Okay, she liked Wednesday night so well. Wednesday night would be the night that he killed her.
He could hardly bear to be around her once he had the proof of her betrayal. She knew something was wrong between them because he didn't want to touch her any longer. Their thrice-weekly attempted couplings-as disastrous as they'd been-fast became a thing of the past. Still, she carried on as if nothing and no one had come between them, sashaying through the bedroom in her Victoria's Secret selection-of-the-night, trying to entice him into making a fool of himself so she could share the laughter with his brother Michael.
No way, baby, Douglas thought. You'll be sorry you made a fool out of me.
When she finally cuddled next to him and murmured, “Doug, is something wrong? You want to talk? You okay?” it was all he could do not to shove her from him. He wasn't okay. He would never be okay again. But at least he'd be able to salvage a measure of his self-respect by giving the little bitch her due.
It was easy enough to plan once he decided on the very next Wednesday.
A trip to Radio Shack was all that was necessary. He chose the busiest one he could find, deep in the barrio in Santa Ana, and he deliberately took his time browsing until the youngest clerk with the most acne and the least amount of brainpower was available to wait on him. Then he made his purchase with cash: a call diverter, just the thing for those on-the-go SoCal folks who didn't want to miss an incoming phone call. Once Douglas programmed the diverter with the number he wanted incoming calls diverted to, he would have an alibi for the night of his wife's murder. It was all so easy.

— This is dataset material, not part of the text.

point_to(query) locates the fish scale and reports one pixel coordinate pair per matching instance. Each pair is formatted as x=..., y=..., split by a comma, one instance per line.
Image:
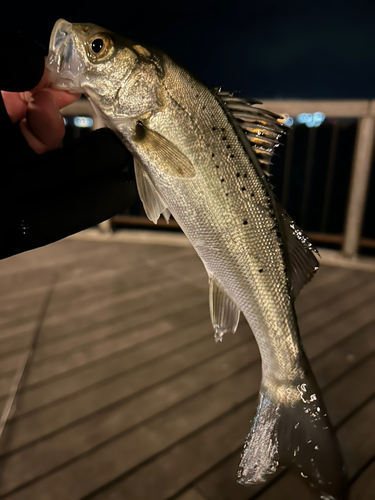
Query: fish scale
x=203, y=156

Donna had been a real numbskull to try to cheat on him. She had been a bigger numbskull to do her cheating on Wednesday nights because the fact of her doing it on Wednesday nights was what gave him the idea of how to snuff her. The volunteers on the hotline worked it in shifts. Generally there were two people present, each manning one of the telephone lines. But Newport Beach types actually didn't feel suicidal very frequently, and if they did, they were more likely to go to Neiman Marcus and buy their way out of their depression. Mid-week especially was a slow time for the pill poppers and wrist slashers, so the hotline was manned on Wednesdays by only one person per shift.